The students lived in dormitories on the campuses and worked in the labs of faculty members, some of whom received degrees or conducted fellowships at Harvard.
Senior Katie Schluntz worked in the Tsinghua University lab of Associate Professor Jing Cao to develop a computer model that reflected household electricity demand, including variables such as the number of appliances in a household, the appliances’ ages, and local weather data to estimate heating and cooling needs.
“A lot of policy is not just on the supply side, but on the demand side, so it’s really important to be able to understand how households are consuming this energy and how responsive they are to things like changes in the weather, especially now with climate change,” said Schluntz, a Quincy House economics concentrator.

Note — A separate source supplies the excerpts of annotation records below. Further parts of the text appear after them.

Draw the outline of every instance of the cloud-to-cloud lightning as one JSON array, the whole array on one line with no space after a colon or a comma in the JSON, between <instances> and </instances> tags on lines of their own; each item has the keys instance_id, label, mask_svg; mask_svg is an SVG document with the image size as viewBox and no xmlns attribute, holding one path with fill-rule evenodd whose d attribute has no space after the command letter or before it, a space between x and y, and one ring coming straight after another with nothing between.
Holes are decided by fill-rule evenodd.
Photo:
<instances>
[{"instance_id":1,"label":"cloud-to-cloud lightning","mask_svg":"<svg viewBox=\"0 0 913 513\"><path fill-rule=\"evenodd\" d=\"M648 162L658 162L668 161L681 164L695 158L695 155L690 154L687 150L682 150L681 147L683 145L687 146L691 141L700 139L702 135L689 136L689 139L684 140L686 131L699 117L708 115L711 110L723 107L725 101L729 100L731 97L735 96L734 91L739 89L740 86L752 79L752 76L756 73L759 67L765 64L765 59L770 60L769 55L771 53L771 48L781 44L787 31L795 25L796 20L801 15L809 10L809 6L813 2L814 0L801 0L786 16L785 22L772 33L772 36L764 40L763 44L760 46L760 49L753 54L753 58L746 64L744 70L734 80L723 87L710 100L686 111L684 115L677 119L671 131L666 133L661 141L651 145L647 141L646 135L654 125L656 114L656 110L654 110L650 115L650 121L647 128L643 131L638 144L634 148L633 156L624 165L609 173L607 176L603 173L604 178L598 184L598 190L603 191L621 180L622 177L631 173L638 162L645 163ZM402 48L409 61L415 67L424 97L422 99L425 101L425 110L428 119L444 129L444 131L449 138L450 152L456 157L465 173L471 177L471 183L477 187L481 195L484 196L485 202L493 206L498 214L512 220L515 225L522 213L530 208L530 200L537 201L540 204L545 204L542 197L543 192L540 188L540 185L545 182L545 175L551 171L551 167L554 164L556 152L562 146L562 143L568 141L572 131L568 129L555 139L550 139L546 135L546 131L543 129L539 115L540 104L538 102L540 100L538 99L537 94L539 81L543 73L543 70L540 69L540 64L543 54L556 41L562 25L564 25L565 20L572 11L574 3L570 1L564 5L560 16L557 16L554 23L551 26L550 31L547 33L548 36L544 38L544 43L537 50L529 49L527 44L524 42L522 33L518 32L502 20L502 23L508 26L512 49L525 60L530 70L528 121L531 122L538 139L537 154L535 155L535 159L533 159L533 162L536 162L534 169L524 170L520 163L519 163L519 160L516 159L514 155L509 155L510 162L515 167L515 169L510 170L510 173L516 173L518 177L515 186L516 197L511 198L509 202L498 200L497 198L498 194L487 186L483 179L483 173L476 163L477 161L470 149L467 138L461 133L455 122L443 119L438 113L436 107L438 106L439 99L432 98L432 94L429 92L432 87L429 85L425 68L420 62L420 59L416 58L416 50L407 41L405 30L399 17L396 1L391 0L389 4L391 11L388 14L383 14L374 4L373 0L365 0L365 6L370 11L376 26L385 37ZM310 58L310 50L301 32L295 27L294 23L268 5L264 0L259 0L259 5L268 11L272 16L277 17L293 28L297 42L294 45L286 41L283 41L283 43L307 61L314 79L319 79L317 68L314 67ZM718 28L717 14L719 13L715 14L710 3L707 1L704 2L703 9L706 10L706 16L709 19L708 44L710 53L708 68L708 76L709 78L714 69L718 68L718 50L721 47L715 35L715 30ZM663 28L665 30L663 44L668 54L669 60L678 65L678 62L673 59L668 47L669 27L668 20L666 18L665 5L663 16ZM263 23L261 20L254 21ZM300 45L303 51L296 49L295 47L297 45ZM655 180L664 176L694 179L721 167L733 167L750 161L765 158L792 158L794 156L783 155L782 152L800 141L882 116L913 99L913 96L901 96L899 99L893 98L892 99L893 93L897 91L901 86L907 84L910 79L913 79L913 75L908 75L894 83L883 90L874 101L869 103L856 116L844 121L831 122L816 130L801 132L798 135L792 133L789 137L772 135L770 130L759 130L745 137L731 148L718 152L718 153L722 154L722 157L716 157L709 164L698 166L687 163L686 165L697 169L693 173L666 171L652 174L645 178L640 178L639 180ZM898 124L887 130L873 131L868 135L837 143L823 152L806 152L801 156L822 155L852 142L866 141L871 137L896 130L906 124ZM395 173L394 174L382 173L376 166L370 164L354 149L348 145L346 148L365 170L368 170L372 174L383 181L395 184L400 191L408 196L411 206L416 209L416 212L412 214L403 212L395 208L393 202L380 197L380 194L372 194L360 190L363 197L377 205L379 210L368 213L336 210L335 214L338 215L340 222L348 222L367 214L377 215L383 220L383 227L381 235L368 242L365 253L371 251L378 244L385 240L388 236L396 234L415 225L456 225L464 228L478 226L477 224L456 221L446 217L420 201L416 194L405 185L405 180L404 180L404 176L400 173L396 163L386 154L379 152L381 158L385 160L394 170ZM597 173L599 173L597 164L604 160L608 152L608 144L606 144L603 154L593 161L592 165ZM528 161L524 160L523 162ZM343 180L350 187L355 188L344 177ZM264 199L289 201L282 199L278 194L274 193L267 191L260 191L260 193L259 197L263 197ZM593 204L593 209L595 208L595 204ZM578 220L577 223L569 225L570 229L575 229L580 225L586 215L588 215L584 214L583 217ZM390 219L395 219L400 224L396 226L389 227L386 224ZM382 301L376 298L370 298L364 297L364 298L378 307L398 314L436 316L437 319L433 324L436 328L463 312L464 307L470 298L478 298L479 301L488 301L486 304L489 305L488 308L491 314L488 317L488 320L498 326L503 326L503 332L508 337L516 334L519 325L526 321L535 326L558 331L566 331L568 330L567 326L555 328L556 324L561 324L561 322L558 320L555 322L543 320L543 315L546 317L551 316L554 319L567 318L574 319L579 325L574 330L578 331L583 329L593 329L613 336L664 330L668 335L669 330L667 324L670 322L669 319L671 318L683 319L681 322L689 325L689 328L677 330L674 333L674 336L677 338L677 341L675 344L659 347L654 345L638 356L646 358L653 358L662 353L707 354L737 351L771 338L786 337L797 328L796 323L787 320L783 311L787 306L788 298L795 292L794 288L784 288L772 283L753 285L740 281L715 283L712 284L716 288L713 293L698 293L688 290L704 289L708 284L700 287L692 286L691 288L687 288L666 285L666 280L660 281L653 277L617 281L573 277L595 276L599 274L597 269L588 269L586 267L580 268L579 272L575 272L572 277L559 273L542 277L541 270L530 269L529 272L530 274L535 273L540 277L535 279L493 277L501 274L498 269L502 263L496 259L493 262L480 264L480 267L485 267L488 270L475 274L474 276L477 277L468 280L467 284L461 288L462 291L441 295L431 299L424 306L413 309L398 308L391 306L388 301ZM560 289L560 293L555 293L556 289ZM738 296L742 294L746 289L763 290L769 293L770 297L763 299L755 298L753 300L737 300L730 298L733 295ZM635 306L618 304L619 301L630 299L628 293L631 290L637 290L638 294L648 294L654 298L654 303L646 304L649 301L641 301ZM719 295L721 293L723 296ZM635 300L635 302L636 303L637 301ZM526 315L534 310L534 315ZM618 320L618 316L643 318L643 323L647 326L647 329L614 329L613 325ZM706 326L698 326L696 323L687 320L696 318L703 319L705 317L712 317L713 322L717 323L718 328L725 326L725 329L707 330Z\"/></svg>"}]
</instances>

Schluntz, who speaks Mandarin, began by translating 30 pages of survey data into English so she could better understand it. During the week, she worked side by side with Jing’s doctoral students, and on weekends got out and saw China. She visited Qufu, Confucius’ hometown, and climbed nearby Tai Mountain on a hike that started at midnight — and included hundreds of other visitors — in order to reach the summit by dawn.
“We hiked the whole time surrounded by a sea of people,” Schluntz said.
Andrei Iliescu, a junior chemistry concentrator from Adams House, worked in the lab of Tsinghua University Associate Professor Deyi Hou, who investigates soil and water pollution with an eye toward remediation. The project involved arsenic contamination of groundwater that feeds residential wells.
Much of the contamination, Iliescu said, stems from natural geological factors common in various parts of the country, though some is because of industrial pollution. Iliescu conducted a literature search to compile a review article on arsenic contamination and strategies to fight it. He also traveled to a rural village with other students in Hou’s lab to build residential arsenic filters. Outside the lab, Iliescu visited the Great Wall and traveled to Shanghai.
“I really enjoyed what I was doing and the [broader] experience there,” Iliescu said.
Drew Pendergrass, a junior physics and math concentrator, worked in the lab of Assistant Professor Amos Tai at the Chinese University of Hong Kong on a project to understand how the severity of ozone pollution changes with different atmospheric variables.
Pendergrass was the only Harvard intern not in Beijing, and lived with other international students in a dormitory at the Chinese University of Hong Kong. Outside the lab, the highlights included meeting with officials of the Hong Kong environmental protection office and a side trip to Thailand.
Pendergrass said the experience gave him a taste of the complexity of environmental problems — and of the math that might be used to help solve them.
“It’s encouraging there’s so much interesting work to be done to figure this out,” Pendergrass said.